How Does Your Business Determine Obamacare Full-Time Employee Status?
It’s snowing here in Iowa today. Sure it’s March and we’re hearty people, used to this stuff by now, but we’re anxiously awaiting the arrival of spring to snap us out of this. In the meantime, we have Health Care Reform to keep us warm. So pull up a chair, start a fire, grab yourself a cup of hot cocoa.
As your business prepares for the changes coming to health care through the Patient Protection and Affordable Care Act (PPACA), we thought we’d revisit some questions that some of our clients have asked us about regarding the act. This week, we’ve been answering questions from our clients about how they need to determine full-time status. Merit Resources helps our clients figure this stuff out, of course, but for those of you who aren’t Merit clients, we thought we’d help explain it a bit more.

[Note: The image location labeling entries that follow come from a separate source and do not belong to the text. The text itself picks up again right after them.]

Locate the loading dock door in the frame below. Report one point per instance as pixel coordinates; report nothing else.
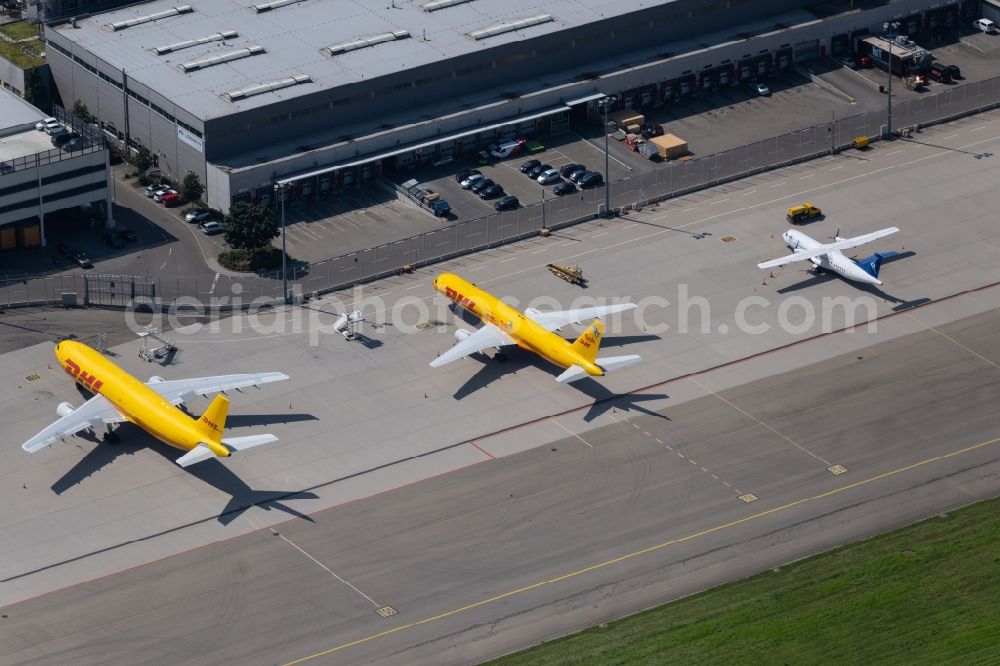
(807, 50)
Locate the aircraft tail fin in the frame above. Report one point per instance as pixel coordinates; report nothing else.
(250, 441)
(609, 363)
(571, 374)
(213, 421)
(587, 344)
(873, 264)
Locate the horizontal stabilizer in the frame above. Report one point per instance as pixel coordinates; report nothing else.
(195, 455)
(617, 362)
(248, 442)
(818, 251)
(571, 374)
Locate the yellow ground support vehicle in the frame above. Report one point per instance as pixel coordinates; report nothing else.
(801, 212)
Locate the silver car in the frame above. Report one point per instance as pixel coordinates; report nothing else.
(550, 176)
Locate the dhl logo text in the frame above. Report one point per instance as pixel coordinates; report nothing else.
(90, 381)
(459, 298)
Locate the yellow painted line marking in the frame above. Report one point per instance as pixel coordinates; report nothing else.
(572, 433)
(326, 568)
(643, 551)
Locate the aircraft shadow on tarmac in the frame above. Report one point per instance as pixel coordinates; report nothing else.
(516, 359)
(821, 278)
(213, 472)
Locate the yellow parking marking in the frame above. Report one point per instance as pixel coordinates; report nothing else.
(642, 551)
(759, 421)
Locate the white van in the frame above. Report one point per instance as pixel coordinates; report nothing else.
(985, 25)
(506, 149)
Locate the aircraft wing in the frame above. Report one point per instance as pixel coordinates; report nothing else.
(556, 319)
(485, 338)
(830, 247)
(92, 414)
(177, 391)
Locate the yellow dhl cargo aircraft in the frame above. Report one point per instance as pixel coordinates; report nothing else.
(531, 330)
(152, 406)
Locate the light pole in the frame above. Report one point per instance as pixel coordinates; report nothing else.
(604, 104)
(543, 206)
(890, 29)
(279, 191)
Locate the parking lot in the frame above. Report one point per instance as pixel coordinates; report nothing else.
(329, 225)
(559, 150)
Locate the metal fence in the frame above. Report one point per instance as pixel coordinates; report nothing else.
(672, 179)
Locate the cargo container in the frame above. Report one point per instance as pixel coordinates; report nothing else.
(671, 147)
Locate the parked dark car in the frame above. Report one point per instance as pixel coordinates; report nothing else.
(481, 185)
(591, 179)
(82, 260)
(537, 171)
(509, 202)
(564, 188)
(126, 234)
(112, 240)
(76, 143)
(60, 139)
(464, 173)
(490, 192)
(939, 73)
(529, 165)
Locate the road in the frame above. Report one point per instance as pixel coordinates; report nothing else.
(511, 551)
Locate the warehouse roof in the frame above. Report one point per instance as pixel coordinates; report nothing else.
(16, 115)
(215, 57)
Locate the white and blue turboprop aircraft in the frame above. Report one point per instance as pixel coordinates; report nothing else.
(828, 257)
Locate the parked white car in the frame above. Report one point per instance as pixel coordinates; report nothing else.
(550, 176)
(162, 192)
(47, 125)
(985, 25)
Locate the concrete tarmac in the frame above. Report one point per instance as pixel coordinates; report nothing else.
(505, 554)
(372, 420)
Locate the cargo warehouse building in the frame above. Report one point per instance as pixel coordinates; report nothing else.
(37, 179)
(321, 95)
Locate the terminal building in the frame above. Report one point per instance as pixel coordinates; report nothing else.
(38, 180)
(318, 96)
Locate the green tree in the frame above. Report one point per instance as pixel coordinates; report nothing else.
(249, 227)
(143, 159)
(191, 187)
(81, 111)
(34, 91)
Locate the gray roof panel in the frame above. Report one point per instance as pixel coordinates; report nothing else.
(294, 36)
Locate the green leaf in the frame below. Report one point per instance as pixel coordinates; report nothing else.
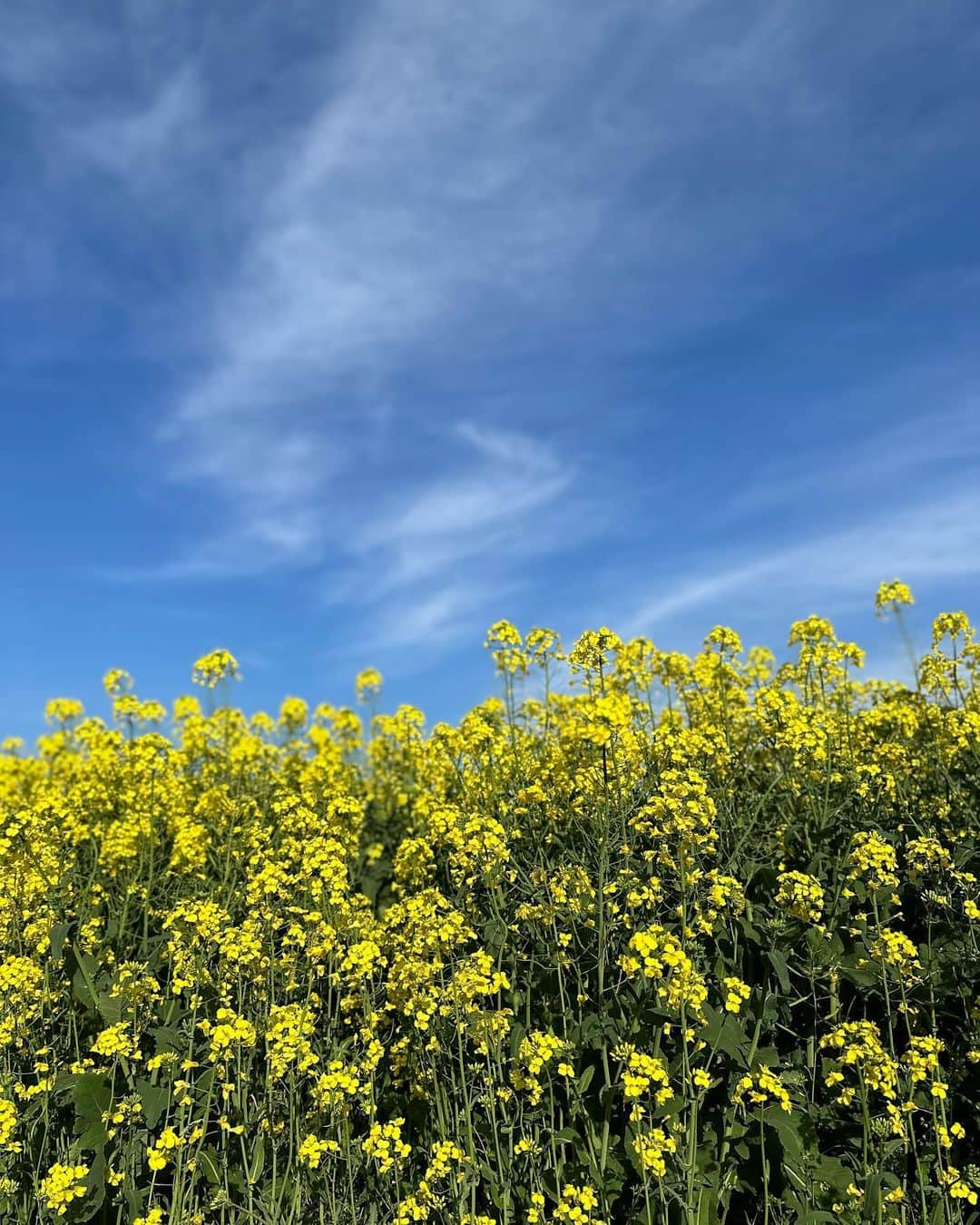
(154, 1099)
(258, 1162)
(781, 969)
(58, 936)
(723, 1033)
(83, 980)
(211, 1162)
(787, 1129)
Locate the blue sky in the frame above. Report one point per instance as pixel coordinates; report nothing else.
(333, 332)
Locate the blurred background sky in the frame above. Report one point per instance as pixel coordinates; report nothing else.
(332, 332)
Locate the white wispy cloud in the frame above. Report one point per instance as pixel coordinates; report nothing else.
(931, 541)
(455, 177)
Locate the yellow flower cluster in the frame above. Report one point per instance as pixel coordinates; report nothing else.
(647, 936)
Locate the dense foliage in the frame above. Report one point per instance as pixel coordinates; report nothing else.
(652, 938)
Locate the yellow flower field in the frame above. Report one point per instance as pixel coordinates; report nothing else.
(647, 938)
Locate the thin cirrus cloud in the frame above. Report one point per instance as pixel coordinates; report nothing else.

Determination of Obamacare Full-Time Employee Status
An employer subject to the Obamacare Employer Mandate, even if they offer health insurance coverage to employees, may still be exposed to a penalty if any full-time employee receives a premium tax credit as a result of either the employer’s health care plan be deemed to be unaffordable or if it doesn’t meet the required Minimum Value (MV) standards. Understanding which employees will be considered full time under the Act will be critical to understanding the total potential financial penalties of failing either of these requirements. If either the plan fails to meet the MV requirements or if the premium charged to the employee is unaffordable, (greater than 9.5% of the employee’s household income) the employer will be assessed $3,000 per year ($250 per month) for each employee who subsequently obtains a premium tax credit in a public marketplace.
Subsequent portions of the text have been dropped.